Mundler insiste sur la question des archives, et du concept de disparition des archives de Derrida. Ainsi, le mythe de Noah, devenu déluge d’œuvres de fictions sur le changement climatique, permet d’explorer la littérature, la disparition du texte et la perte d’intérêt dans le fait littéraire. Les textes sont, dans ces œuvres, les outils qui permettent aux personnages d’évoluer, de se retrouver, de créer ou recréer une société, qu’elle soit dystopique ou se veuille utopique.
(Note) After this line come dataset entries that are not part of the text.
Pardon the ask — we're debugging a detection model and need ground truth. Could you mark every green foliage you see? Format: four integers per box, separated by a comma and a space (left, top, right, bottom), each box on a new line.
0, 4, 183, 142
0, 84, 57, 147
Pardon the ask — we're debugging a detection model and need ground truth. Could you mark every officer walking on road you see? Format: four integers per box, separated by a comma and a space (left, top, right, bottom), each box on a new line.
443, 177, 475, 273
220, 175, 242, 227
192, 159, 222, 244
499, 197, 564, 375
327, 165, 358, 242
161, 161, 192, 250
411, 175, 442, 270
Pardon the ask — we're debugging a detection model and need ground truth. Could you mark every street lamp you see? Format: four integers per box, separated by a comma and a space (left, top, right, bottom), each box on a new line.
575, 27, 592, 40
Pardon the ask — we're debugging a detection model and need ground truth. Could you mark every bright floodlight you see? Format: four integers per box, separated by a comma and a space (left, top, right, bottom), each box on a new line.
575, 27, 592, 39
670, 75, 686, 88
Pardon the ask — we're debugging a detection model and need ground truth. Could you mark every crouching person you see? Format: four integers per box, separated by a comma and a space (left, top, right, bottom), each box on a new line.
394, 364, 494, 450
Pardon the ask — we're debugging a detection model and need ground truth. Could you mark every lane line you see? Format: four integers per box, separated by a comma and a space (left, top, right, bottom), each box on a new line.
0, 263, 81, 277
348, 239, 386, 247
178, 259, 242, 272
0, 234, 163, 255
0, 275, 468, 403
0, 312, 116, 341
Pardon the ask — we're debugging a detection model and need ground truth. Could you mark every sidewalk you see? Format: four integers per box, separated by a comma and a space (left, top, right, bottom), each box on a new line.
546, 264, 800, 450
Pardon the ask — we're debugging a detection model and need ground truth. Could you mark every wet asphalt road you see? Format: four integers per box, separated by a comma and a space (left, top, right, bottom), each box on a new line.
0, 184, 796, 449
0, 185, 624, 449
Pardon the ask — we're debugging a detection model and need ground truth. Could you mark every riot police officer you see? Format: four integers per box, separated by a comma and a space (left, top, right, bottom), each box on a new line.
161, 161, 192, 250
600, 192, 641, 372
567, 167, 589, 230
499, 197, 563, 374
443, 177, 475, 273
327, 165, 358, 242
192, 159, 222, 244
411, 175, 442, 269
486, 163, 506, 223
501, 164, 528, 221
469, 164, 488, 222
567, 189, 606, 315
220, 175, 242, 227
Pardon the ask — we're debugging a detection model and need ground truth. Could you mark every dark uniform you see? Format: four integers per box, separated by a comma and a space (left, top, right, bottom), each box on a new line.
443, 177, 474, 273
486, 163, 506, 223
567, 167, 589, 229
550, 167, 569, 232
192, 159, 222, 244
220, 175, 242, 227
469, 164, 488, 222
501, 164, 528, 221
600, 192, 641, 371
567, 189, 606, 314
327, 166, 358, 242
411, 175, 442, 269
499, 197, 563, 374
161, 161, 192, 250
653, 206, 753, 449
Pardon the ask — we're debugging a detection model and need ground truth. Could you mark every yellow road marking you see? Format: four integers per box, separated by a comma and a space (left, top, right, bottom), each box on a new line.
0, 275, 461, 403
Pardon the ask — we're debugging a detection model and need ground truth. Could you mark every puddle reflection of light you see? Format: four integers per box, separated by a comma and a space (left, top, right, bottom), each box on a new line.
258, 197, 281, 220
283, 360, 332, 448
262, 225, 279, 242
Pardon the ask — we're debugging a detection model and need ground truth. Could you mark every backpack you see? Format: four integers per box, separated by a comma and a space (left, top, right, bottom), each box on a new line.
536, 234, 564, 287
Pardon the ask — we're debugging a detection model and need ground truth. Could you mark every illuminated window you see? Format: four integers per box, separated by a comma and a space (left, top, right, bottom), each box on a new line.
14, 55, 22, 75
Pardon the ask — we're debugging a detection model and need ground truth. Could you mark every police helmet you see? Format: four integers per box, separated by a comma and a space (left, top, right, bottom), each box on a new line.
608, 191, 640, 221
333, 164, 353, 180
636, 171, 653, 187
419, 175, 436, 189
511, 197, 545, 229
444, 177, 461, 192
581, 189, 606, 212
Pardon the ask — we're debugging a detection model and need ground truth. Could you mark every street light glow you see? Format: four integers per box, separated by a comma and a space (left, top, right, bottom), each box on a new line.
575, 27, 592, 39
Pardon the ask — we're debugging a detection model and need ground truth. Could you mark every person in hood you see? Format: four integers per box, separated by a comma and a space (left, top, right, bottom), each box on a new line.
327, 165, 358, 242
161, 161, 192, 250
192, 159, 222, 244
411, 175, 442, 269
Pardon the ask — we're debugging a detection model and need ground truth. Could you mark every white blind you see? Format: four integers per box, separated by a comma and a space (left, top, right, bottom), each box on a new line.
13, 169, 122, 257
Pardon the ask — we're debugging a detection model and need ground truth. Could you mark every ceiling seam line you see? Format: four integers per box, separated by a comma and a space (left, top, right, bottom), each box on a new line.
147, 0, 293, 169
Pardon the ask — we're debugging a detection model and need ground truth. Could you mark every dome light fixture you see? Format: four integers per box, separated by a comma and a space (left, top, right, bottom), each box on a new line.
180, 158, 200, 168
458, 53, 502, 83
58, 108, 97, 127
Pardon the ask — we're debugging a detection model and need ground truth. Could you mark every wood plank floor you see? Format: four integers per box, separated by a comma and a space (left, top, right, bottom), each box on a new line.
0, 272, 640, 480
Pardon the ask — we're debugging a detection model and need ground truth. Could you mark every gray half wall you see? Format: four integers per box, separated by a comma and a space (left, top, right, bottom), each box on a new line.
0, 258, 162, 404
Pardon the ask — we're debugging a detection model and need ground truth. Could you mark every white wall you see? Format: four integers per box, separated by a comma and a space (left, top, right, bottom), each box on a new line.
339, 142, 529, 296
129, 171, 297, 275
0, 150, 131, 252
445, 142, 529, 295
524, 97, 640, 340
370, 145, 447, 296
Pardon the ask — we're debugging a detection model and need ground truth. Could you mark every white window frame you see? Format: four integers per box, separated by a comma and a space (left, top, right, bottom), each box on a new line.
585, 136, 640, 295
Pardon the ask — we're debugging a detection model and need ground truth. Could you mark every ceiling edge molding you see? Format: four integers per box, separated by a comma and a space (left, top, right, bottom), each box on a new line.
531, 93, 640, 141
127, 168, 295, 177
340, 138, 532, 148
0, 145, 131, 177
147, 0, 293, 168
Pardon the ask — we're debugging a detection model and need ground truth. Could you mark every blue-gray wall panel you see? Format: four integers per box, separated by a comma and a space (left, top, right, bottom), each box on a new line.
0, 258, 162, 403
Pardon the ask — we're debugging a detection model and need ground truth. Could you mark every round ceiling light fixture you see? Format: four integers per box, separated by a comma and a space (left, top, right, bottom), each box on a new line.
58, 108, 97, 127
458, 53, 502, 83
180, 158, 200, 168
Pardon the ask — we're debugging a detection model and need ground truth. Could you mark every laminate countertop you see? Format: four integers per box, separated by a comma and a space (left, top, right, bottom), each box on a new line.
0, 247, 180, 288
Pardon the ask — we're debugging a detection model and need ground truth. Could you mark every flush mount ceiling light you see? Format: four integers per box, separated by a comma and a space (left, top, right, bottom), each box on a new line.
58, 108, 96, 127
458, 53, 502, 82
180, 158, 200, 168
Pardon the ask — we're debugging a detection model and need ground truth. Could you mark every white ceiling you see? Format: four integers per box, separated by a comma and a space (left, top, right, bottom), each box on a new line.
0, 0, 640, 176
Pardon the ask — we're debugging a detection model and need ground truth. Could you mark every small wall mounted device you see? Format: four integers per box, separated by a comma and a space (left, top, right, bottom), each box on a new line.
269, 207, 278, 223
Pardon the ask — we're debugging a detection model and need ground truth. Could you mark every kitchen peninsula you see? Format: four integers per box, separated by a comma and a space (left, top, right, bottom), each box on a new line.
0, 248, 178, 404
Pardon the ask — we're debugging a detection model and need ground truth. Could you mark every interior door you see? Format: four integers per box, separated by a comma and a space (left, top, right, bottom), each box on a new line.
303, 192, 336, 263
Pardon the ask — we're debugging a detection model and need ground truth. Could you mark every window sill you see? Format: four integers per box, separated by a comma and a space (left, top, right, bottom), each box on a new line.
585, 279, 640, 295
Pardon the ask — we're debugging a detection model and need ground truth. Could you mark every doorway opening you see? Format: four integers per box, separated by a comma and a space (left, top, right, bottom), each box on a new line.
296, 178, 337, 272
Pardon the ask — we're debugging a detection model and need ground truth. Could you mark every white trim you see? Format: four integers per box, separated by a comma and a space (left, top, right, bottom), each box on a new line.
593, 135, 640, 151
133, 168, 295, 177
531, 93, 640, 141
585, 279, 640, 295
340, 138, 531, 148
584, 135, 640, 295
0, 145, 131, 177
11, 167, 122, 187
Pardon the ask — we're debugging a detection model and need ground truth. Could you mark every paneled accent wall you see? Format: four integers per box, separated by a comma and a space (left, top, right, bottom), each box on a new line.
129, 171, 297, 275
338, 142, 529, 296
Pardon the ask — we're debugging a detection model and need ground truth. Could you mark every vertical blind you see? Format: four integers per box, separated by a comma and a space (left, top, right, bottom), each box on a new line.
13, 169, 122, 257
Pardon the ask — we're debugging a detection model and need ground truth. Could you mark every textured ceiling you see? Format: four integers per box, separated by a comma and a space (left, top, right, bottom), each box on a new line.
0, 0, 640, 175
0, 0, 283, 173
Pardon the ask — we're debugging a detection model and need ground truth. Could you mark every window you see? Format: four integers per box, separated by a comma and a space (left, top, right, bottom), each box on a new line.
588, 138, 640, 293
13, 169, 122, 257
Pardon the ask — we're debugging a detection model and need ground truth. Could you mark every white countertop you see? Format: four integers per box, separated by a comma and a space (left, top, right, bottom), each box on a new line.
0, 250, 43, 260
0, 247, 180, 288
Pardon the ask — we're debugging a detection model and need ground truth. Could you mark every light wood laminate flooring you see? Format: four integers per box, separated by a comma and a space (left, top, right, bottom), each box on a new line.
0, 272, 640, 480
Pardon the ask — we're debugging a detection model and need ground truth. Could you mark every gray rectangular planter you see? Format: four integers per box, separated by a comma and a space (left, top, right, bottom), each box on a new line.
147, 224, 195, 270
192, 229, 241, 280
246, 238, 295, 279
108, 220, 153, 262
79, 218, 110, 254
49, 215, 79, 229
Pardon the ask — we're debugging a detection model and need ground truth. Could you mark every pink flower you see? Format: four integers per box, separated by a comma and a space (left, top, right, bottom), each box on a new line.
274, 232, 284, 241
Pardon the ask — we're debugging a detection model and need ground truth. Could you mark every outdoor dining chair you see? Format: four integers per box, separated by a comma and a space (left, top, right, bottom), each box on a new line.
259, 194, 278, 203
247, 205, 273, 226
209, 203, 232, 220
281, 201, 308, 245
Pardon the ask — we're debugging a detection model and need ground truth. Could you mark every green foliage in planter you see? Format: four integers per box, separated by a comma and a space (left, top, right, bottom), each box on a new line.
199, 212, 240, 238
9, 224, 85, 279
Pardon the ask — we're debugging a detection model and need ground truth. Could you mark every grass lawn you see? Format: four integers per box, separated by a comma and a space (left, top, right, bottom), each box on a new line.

L’une des qualités premières de l’ouvrage est sa fluidité, qui dans une étude sur les romans abordant le déluge, ne manque pas d’à-propos. On se laisse porter dans les analyses textuelles de Mundler comme l’on se laisserait bercer sur un radeau après la fin du monde. Le but de Mundler est accompli, elle démontre que l’idée du changement climatique n’est pas le seul intérêt de ces ouvrages. Même si le thème est actuel et nécessaire, l’écriture et les choix narratifs et discursifs de ces auteurs apportent un approfondissement de ce thème qu’ils ou elles choisissent d’aborder.